Children, especially teenage children, often blur the line of adult and child. By the time they reach their teen years we adults have begun to encourage their maturity. We needn’t push independence upon our children because they demand it of us. Even their voices at some point stop cracking and take the tone of an adult voice. They have their own thoughts, opinions, likes and dislikes, wholly contrary to their toddler selves who wanted nothing more than to emulate mommy and daddy in every way.
These are the reasons, amongst perhaps so many others, that when we talk to teenage children we find ourselves walking a fine line between talking to a child and talking to a fellow adult. Sometimes those lines blur and we forget that we are in fact, talking to a child.

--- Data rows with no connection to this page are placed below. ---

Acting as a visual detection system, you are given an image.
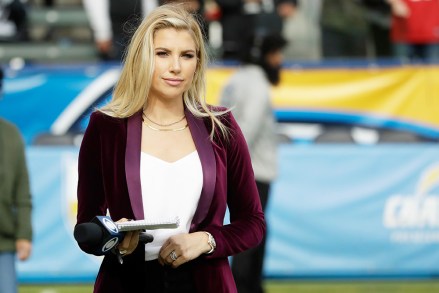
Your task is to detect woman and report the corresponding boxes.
[76,4,265,293]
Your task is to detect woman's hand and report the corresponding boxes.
[115,218,140,256]
[158,232,211,268]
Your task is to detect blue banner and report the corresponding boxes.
[17,145,439,282]
[18,147,100,283]
[265,144,439,278]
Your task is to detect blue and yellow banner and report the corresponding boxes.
[207,65,439,138]
[1,64,438,143]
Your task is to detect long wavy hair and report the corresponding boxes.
[100,4,228,139]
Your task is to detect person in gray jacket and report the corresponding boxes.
[219,33,287,293]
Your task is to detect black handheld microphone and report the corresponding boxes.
[74,216,154,256]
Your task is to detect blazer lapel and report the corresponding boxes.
[186,109,216,232]
[124,110,216,225]
[125,111,144,220]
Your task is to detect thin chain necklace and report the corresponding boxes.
[142,113,185,127]
[144,122,189,132]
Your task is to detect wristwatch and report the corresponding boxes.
[204,232,216,254]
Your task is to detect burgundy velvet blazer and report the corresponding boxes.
[76,108,265,293]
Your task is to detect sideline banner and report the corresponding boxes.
[207,66,439,138]
[1,64,439,145]
[17,147,100,283]
[18,145,439,282]
[266,144,439,278]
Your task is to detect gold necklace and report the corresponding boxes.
[142,113,185,127]
[144,122,188,132]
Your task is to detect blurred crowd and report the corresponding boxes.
[0,0,438,62]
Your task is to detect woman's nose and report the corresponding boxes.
[169,57,181,73]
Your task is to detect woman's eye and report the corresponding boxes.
[156,51,168,57]
[182,53,195,59]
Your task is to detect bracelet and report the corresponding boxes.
[204,231,216,254]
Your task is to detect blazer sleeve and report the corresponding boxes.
[76,112,108,253]
[206,112,266,257]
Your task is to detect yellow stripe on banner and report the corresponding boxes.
[206,65,439,129]
[206,67,236,104]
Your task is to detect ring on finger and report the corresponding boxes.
[119,249,128,255]
[170,251,177,261]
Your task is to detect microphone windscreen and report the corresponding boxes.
[74,222,103,245]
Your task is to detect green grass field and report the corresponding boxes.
[19,280,439,293]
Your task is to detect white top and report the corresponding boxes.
[140,151,203,261]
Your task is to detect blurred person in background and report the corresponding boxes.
[82,0,158,60]
[76,4,265,292]
[0,0,29,42]
[82,0,205,61]
[219,33,287,293]
[216,0,296,60]
[281,0,322,61]
[359,0,393,59]
[320,0,369,58]
[386,0,439,61]
[0,67,33,293]
[43,0,54,6]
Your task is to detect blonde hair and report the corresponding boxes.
[100,4,228,139]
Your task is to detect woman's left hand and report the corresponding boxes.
[115,218,140,256]
[158,232,211,268]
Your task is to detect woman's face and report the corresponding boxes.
[149,28,198,103]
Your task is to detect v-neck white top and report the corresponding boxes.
[140,150,203,261]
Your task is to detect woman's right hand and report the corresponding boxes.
[115,218,141,256]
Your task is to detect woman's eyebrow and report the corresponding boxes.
[154,47,196,53]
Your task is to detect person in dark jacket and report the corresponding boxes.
[83,0,205,60]
[0,66,33,293]
[216,0,296,60]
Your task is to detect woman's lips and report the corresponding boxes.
[163,78,183,86]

Memory, is a funny thing. We have zero control over what our brains store, remember and later recall and what gets forever lost in all of the data and information we have collected in our lifetime. What is most interesting to me about memory is that it comes to us just when we need it most; in the middle of a heated battle or during our grief. Similarly, the things that we know we should or should not do, like introducing grown-up facts to a child, can fly out the window when we are hurt or angry.
Because the line between teenager and adult can sometimes be quite blurred and because memory is such a fickle thing, it is easy to forget that your teenager or pre-teen, is still a child and should therefore not be introduced to adult things like marital disagreements, monetary issues, legal issues, case strategy, your ex’s sexual proclivities, etc.

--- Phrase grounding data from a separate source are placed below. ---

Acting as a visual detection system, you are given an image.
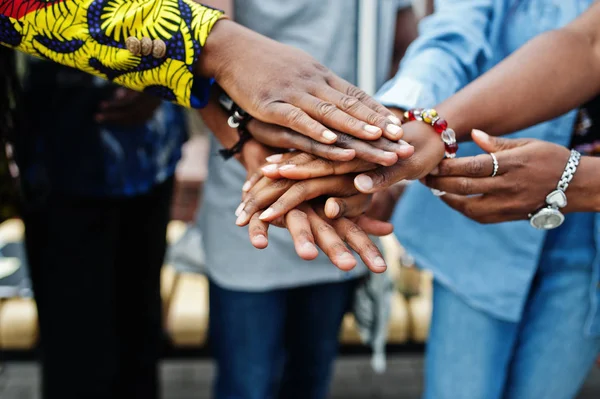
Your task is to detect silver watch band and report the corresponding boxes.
[556,149,581,192]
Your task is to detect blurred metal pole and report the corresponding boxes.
[357,0,377,95]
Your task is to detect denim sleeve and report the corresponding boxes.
[377,0,496,110]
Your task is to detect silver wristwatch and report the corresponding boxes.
[529,149,581,230]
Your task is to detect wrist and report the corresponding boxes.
[566,156,600,213]
[196,17,234,78]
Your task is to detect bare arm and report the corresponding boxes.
[437,2,600,139]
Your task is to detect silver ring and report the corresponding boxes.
[490,153,499,177]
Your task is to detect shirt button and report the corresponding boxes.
[140,37,153,56]
[125,37,141,56]
[152,39,167,58]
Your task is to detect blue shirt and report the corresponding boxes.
[377,0,600,335]
[18,59,187,198]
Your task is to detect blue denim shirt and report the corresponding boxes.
[19,59,188,198]
[377,0,600,336]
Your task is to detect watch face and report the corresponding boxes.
[530,208,565,230]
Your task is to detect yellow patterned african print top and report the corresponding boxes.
[0,0,224,108]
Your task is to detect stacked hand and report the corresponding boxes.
[227,119,446,272]
[422,130,587,224]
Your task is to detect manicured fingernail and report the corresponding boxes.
[259,208,274,220]
[242,181,252,192]
[386,124,402,137]
[431,189,446,197]
[325,201,341,218]
[278,164,296,171]
[261,164,278,173]
[472,129,487,140]
[373,256,387,269]
[235,202,245,217]
[323,130,337,142]
[388,115,402,125]
[355,175,374,192]
[364,124,381,135]
[266,154,284,163]
[253,234,268,246]
[430,167,439,176]
[235,211,247,226]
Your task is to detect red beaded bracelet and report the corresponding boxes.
[404,108,458,159]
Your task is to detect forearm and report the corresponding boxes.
[437,3,600,140]
[1,0,224,108]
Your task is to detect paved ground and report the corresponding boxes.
[1,356,599,398]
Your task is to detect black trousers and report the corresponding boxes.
[23,178,174,399]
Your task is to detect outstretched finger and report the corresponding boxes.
[248,212,270,249]
[312,85,403,140]
[304,206,357,271]
[330,217,387,273]
[284,208,319,260]
[267,102,339,144]
[258,175,358,222]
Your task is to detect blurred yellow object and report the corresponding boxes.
[166,273,209,347]
[0,298,39,350]
[0,218,24,244]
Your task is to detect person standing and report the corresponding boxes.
[197,1,416,398]
[17,58,187,399]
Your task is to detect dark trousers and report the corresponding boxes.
[209,278,358,399]
[23,178,174,399]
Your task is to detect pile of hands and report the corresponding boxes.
[106,23,575,274]
[195,26,580,273]
[203,79,576,273]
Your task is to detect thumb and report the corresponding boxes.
[471,129,526,153]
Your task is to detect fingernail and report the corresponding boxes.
[266,154,284,163]
[336,252,356,269]
[430,167,439,176]
[261,164,278,173]
[388,115,402,125]
[322,130,337,142]
[242,181,252,192]
[472,129,487,140]
[325,201,341,218]
[431,189,446,197]
[386,124,402,137]
[235,211,247,226]
[383,151,397,160]
[259,208,274,220]
[235,202,245,217]
[373,256,387,269]
[341,149,355,157]
[253,234,268,246]
[278,164,296,171]
[355,175,374,192]
[364,125,381,135]
[302,241,317,252]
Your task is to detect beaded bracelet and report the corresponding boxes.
[404,108,458,159]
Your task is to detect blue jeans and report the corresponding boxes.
[425,213,600,399]
[208,279,358,399]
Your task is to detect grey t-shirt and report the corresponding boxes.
[198,0,409,291]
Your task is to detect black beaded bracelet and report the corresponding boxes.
[217,91,253,160]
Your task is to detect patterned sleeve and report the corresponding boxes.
[0,0,224,108]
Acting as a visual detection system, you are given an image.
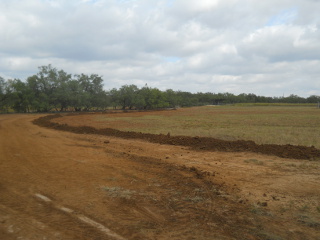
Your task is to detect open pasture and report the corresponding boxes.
[58,105,320,149]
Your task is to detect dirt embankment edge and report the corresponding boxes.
[33,114,320,160]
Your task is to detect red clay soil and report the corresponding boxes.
[33,113,320,160]
[2,113,320,240]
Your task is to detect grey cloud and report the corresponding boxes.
[239,24,320,63]
[0,0,319,97]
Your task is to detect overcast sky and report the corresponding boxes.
[1,0,319,97]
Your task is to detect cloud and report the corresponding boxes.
[0,0,319,97]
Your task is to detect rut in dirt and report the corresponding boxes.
[33,113,320,160]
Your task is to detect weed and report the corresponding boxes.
[101,186,136,199]
[297,215,320,228]
[184,196,205,203]
[279,201,296,213]
[173,191,183,196]
[300,205,310,212]
[298,163,309,169]
[250,205,263,215]
[250,204,272,216]
[317,206,320,213]
[244,159,264,165]
[285,163,297,167]
[279,206,288,213]
[194,188,204,193]
[255,231,283,240]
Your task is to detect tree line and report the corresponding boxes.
[0,65,319,113]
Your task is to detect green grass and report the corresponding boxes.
[94,105,320,148]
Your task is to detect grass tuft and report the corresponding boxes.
[244,159,264,165]
[101,186,136,199]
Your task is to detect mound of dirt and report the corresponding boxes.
[33,114,320,160]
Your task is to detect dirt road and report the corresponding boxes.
[1,114,319,239]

Family Court is difficult enough for children. It is unfair to put any more stress on them by involving them in the adult goings on of Family Court and it is almost always a violation of a Court Order to disparage the other parent to the child.
Children need to stay children for as long as possible. They do not need to be hurled into adulthood before the law requires it of them. It is necessary and important to shelter your child from your legal issues as much as you can. I know how easy it is to say “Well we could have your dream 16th birthday party if your mom/dad would just pay the child support he/she owes me!” But think twice before saying something like that. It may be true, but take the high road, be the bigger person and just forego negativity about the other party. That cost of negativity is greater than any 16th birtday party could ever be.
Family court and domestic law can be tough for everyone but the effects on the child can be long lasting and devastating in their relationship with their parents and their future significant others. Spare them as much as possible by not making them pick a side or see the other parent any differently. Un-blur those lines. Keep them clear. Let your children love you both.